Wer reinen Herzens ist, kann manchmal zur Dämmerzeit ein Leuchten im Wald sehen. Das ist die Stelle, wo der Sommer gefangen liegt.

Jedes Mal, wenn sie ihre Runde im Dienst an der Mutter Kirche beendeten, machten sie Halt vor Frau Kowaleks Büdchen. Das war für Anton der Höhepunkt ihrer donnerstäglichen Wanderung, die, weil sie im Kreis ging, jeglichen Sinnes entbehren würde, stünde am Ende des Weges nicht dieser winzige Kiosk als Zielpunkt, der nichts anderes war als eine hohle Litfaßsäule, die vorne ein Fensterchen und hinten ein Türchen besaß, obenauf gedeckelt von einem flachen, runden Kuppelchen, das, weil es ein wenig überstand, die ganze Konstruktion wie einen hohen Pilz aussehen ließ. In dem kleinen Fensterrahmen pflegte Frau Kowalek zu sitzen, den gewaltigen Busen vor sich auf dem schmalen Tresen liegend. Hinter diesem Gebirge stand wie der Mond ein winziges, apfelbäckiges Rundköpfchen, das immer ein freundliches Lächeln zur Schau trug unter dem spitzigen Näschen und den überaus großen, braunen Augen. Frau Kowalek, die für Anton nur aus Busen und Kopf zu bestehen und mit ihrem Kiosk ganz verwachsen schien, wie eine Schnecke mit ihrem Gehäuse, stellte in seiner Vorstellung eine Gestaltwerdung all der Dinge dar, die sein kindliches Herz damals mit dem verband, was es für das Gute in der Welt hielt. Sie war für ihn eine dieser Personen, von denen es im Märchen hieß, dass ihnen ein gutes und reines Herz in der Brust schlüge. Auch Tante Tutta bekräftigte immer wieder, dass Frau Kowalek, die eigentlich einmal Kowalecki geheißen hatte und aus dem allertiefsten Osten stammte, wenn vielleicht nicht gerade ein Engel, so doch sicher eine Art guter Fee oder freundlicher Hexe sei. Außerdem beinhaltete ihr röhrenförmiges Pilzhaus viele Dinge, die Anton liebte und begehrte. Sie saß da, neben den Sachen für die Erwachsenen wie Zigaretten, Schnaps oder Zeitungen, in einer von bunten Regalen gesäumten Welt, die alle Arten von Süßigkeiten, Spielkram und Comicheften lagerten. Und jedes Mal überreichte sie Anton mit ihren winzigen, roten Händen einen dieser Schätze.
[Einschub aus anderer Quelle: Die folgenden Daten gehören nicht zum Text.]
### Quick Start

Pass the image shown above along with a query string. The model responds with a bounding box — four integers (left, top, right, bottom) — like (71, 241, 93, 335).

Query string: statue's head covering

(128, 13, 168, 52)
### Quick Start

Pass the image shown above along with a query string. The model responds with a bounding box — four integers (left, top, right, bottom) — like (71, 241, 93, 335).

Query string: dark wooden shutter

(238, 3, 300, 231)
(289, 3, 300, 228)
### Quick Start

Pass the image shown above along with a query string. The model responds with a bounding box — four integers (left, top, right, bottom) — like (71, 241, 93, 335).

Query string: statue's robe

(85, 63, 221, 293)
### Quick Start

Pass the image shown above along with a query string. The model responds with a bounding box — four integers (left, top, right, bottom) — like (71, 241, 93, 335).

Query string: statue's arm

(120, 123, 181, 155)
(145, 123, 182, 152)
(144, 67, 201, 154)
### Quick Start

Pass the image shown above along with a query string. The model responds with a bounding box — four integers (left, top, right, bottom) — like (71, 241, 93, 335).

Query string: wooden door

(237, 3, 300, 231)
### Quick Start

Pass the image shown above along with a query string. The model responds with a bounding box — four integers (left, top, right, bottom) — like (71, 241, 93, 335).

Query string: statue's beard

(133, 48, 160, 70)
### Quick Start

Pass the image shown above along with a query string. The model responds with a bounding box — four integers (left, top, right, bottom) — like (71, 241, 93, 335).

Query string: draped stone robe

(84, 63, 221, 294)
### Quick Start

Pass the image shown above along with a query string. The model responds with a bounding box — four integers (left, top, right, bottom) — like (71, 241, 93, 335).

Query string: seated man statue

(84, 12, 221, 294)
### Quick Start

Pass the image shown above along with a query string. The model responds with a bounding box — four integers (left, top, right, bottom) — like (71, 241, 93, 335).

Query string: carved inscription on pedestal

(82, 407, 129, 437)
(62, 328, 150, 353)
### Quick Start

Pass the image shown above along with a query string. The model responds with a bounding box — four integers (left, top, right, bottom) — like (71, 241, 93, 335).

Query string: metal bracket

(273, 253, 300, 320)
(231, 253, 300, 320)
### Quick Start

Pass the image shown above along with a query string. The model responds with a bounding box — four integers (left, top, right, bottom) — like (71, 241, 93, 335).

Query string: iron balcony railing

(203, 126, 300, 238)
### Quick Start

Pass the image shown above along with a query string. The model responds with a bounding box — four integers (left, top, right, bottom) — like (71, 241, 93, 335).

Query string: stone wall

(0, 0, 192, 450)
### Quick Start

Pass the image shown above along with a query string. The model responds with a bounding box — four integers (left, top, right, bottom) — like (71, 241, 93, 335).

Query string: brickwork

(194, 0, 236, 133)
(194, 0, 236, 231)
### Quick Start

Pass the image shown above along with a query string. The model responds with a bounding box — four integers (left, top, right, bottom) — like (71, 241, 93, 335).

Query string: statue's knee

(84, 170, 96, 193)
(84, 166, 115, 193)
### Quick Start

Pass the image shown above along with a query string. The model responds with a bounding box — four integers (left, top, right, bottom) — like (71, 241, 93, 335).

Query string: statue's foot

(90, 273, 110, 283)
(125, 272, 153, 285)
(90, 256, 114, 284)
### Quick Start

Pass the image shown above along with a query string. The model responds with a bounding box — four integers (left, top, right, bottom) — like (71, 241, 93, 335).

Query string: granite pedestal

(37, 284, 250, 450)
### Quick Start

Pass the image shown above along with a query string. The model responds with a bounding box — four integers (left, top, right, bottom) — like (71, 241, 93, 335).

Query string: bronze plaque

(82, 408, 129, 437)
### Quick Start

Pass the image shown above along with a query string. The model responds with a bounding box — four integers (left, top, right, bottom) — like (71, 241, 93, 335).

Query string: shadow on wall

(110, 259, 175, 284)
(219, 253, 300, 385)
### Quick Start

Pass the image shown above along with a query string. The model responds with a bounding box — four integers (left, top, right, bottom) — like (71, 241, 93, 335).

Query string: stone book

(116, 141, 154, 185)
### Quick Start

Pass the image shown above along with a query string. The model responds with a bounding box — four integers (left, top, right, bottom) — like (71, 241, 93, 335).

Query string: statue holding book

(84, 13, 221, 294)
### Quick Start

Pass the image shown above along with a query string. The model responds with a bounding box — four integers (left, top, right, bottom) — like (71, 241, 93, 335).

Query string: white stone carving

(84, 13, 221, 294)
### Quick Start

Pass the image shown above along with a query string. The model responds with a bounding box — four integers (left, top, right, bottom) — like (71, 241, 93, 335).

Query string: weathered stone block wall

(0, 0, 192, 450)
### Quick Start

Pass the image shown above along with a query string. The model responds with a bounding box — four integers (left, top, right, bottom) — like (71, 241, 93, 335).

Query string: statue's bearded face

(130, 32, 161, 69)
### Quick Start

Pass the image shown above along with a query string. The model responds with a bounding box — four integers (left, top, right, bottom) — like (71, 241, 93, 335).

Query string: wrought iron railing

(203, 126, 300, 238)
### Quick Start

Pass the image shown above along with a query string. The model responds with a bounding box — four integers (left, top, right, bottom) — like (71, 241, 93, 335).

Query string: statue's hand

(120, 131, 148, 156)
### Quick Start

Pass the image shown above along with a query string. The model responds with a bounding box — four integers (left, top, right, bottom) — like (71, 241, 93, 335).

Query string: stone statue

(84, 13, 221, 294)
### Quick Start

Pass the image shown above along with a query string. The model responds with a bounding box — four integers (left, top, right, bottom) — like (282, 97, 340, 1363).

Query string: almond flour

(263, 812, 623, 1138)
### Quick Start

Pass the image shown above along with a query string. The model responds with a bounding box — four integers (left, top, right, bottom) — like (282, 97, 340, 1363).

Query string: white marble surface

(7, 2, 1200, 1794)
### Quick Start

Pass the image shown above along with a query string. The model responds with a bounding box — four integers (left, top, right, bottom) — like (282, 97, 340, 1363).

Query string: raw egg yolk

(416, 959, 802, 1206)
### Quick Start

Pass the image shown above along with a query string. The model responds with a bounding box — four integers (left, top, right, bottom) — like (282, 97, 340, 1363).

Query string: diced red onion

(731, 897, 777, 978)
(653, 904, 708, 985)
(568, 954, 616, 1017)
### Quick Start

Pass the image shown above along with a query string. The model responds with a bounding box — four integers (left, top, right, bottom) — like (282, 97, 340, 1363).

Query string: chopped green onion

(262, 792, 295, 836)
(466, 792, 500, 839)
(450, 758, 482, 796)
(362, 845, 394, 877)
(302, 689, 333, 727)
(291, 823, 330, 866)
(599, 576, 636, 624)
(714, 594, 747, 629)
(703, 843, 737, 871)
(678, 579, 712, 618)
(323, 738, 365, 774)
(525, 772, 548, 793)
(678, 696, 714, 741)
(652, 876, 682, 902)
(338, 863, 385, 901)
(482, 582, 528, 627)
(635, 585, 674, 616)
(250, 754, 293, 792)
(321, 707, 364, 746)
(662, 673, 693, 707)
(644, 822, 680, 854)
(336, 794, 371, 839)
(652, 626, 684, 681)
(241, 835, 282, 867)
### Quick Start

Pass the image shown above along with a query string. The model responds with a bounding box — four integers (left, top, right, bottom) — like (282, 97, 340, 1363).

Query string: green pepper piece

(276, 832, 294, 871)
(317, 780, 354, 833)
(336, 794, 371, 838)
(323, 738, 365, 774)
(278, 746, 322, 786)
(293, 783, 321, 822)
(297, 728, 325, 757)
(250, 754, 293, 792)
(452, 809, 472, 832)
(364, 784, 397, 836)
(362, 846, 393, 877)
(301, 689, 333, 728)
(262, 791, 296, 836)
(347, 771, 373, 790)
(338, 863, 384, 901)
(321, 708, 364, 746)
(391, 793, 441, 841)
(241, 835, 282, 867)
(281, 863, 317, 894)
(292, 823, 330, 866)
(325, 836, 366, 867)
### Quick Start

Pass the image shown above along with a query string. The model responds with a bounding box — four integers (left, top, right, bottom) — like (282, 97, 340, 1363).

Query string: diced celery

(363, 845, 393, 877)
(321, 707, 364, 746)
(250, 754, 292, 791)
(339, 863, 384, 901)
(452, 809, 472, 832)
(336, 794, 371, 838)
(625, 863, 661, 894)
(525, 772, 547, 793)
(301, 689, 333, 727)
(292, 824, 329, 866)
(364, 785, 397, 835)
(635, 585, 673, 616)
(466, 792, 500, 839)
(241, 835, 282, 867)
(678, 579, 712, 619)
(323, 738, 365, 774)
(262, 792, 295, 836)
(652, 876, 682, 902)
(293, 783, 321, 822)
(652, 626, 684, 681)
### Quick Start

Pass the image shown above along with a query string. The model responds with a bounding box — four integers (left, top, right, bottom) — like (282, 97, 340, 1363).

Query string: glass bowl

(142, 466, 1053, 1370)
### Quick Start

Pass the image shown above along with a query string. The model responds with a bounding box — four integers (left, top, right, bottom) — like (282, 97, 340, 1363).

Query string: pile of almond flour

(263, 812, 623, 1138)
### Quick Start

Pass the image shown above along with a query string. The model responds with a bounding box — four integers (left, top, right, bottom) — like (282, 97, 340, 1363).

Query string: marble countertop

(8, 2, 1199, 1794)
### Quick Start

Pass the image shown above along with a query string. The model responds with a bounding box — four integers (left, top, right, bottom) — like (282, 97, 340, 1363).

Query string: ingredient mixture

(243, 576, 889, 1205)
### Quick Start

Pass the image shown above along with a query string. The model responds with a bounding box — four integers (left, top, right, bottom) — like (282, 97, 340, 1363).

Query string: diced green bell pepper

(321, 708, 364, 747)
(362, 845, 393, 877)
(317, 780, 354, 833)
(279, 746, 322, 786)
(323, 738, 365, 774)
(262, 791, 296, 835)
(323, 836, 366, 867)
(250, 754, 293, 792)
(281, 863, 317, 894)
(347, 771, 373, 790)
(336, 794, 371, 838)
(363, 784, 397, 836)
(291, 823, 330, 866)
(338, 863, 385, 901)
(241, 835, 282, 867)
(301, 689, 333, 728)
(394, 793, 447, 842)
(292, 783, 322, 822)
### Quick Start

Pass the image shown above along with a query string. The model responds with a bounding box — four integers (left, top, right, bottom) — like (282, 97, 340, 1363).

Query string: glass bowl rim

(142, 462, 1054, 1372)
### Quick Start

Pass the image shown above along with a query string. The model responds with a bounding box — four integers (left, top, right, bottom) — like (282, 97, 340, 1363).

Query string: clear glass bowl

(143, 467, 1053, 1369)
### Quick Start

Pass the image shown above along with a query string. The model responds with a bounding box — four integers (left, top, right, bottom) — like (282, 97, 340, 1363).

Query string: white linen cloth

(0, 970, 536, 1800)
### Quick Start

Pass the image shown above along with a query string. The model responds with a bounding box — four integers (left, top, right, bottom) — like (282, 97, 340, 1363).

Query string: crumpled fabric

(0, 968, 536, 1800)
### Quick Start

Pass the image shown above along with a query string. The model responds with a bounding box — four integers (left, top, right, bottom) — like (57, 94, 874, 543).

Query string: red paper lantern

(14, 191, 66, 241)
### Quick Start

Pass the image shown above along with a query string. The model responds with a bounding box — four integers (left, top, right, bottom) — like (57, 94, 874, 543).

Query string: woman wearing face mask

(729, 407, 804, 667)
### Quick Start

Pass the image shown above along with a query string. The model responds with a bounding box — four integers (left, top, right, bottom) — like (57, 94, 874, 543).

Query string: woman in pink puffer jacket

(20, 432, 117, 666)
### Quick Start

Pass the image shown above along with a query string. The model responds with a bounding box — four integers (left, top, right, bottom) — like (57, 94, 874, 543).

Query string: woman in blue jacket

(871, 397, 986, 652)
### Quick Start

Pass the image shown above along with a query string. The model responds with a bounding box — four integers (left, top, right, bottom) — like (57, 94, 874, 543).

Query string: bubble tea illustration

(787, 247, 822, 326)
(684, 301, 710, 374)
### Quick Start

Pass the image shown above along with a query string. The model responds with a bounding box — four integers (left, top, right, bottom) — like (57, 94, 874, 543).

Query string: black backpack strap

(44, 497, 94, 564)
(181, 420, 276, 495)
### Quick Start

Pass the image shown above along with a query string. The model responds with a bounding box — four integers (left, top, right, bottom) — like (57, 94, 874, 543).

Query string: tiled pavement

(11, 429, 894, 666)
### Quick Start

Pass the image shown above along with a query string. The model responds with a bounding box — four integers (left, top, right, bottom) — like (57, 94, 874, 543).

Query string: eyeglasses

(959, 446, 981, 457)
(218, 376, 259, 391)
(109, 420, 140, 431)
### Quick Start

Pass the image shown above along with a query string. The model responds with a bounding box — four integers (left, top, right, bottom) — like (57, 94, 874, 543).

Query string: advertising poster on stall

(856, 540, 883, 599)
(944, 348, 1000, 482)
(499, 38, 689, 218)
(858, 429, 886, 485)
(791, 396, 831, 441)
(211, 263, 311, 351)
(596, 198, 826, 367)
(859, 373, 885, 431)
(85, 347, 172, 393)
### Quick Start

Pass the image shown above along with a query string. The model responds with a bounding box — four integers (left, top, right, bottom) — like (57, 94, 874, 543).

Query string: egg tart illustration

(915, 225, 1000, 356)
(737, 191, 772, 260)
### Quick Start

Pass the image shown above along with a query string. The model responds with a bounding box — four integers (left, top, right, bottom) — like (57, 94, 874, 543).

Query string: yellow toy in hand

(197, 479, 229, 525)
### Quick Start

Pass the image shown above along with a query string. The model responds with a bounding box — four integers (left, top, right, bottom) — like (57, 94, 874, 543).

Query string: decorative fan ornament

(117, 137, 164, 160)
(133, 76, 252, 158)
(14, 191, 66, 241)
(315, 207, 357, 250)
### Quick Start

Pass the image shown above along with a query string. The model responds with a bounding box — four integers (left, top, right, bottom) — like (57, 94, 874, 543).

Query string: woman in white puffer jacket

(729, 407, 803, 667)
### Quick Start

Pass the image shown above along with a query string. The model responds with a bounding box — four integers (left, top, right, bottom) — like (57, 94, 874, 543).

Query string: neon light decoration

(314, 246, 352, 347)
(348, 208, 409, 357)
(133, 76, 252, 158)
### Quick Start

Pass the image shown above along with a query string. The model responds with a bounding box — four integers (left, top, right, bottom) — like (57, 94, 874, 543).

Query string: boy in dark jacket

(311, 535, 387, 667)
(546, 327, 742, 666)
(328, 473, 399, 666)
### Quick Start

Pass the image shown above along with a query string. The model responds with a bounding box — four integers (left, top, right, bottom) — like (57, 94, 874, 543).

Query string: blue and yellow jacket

Frau Kowalek, das wusste Tante Tutta zu erzählen, kam nach dem Krieg ohne Mann, den nämlich der Russ erschossen habe, aber mit einem dicken Bauch in die Stadt. Anton verstand, was das bedeutete: Frau Kowalek hatte ein Kind im Bauch getragen, das kurz darauf in Gestalt eines kleinen Jungen das Licht der Welt erblicken sollte. Frau Kowalek sah inmitten der Trümmer den verlassenen Kiosk und erkannte ihre künftige Aufgabe in dieser Gemeinde. Bald schon bot sie die üblichen Waren wie Tabak und Zeitschriften feil, aber auch Dinge des täglichen Gebrauchs und Nahrungsmittel, die ansonsten schwer zu bekommen waren. Wie es schien, besaß die junge Mutter Beziehungen. Mit der Zeit schossen aus den anliegenden Trümmergrundstücken zuerst das Fernmeldeamt, dann eine Realschule und schließlich die Höhere Handelsschule. Das brachte neue Kundschaft und langsam, aber sicher raunten die Leute, dass sich Frau Kowalek bald ihren großen, dem Busen in nichts nachstehenden Hintern vergolden lassen könne. Mit Respekt und auch Neid sprach man ihr Geschäftstüchtigkeit zu. Und, wie es so Sitte ist, wenn es bei einem gut läuft, dichtet das neidische Volk gerne etwas Ungutes hinzu. Es ging mit der Zeit das Gerücht, dass Frau Kowaleks Söhnchen nicht ganz gesund sei, auf jeden Fall etwas seltsam geraten, vielleicht sogar geistig behindert. Dieses fand Stützung in der Tatsache, dass man Frau Kowalek niemals von ihrem Nachwuchs reden hörte, geschweige denn ihn einmal zu Gesicht bekam. Eine für dieses Kaff typische Häme klang bei dieser Geschichte durch die mitleidlich vorgetragenen Vermutungen, und die Gerechtigkeit der Welt erhielt ihre Bestätigung durch den Umstand, dass die vom Erfolg verwöhnte Frau Kowalek auch etwas abzudienen habe.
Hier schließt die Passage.